Il “caso” Confidi Altilia: qualcuno ha usato il mio nome

dalla Gazzetta del Sud del 23 aprile 2011

«Qualcuno ha usato illegittimamente il mio nome. Di quel Consorzio, fino a ieri, non conoscevo neppure l’esistenza». Il dott. Roberto Pio Altilia si proclama del tutto estraneo al Consorzio Fidi Italia, con sede a Soverato, finito al centro prima di un’inchiesta penale e poi di una segnalazione inoltrata dalla GdF alla Corte dei Conti per un ipotizzato danno erariale di 1 milione 274mila euro legato al presunto utilizzo irregolare di fondi ministeriali antiusura.

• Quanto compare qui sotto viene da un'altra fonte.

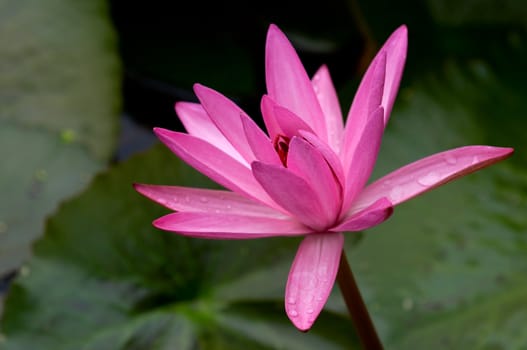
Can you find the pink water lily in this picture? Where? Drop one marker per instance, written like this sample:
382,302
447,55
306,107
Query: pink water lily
308,174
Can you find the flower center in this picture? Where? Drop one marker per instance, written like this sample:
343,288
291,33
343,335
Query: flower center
281,146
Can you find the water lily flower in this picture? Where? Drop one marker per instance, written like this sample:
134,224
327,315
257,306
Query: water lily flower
307,175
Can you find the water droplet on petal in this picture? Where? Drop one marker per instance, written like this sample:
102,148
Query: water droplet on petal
450,159
429,179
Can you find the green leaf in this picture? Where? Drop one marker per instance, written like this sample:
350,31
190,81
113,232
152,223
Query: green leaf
103,278
59,83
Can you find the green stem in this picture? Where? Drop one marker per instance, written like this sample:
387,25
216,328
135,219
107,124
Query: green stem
356,307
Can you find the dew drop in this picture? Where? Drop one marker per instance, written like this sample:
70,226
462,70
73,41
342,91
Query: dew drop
396,193
450,159
429,179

Altilia, il cui nome risulta tra 14 segnalati alla Magistratura contabile, ha fornito a Gazzetta del Sud una serie di precisazioni. «Innanzitutto – scrive in un comunicato stampa – non ho mai avuto contezza di essere stato nominato componente supplente del collegio sindacale di tale Consorzio, nè ho mai partecipato all’assemblea di nomina. Inoltre – continua – non ho mai sottoscritto alcuna accettazione della carica in questione, elemento sostanziale ai fini dell’effettività della nomina medesima. Non ho mai, conseguentemente, partecipato ad alcuna attività del Collegio sindacale in questione nè ho mai conosciuto alcuno dei componenti, presidente e consiglieri, del Consiglio d’amministrazione del Consorzio in questione. E fino ad ora – incalza Altilia – non ero neanche a conoscenza dell’esistenza di tale Consorzio, alle cui vicende sono del tutto estraneo». Il professionista annuncia quindi di avere avviato «ogni iniziativa che nelle sedi preposte evidenzi giuridicamente la mia completa estraneità alla vicenda. Ritengo – rimarca Altilia – che si tratti di un raggiro perpetrato con l’uso improprio della mia reputazione personale e professionale: me ne rammarico, consapevole sia dell’importanza dell’informazione che della necessità di un opportuno approfondimento dei fatti al quale intendo concorrere».(g.l.r.)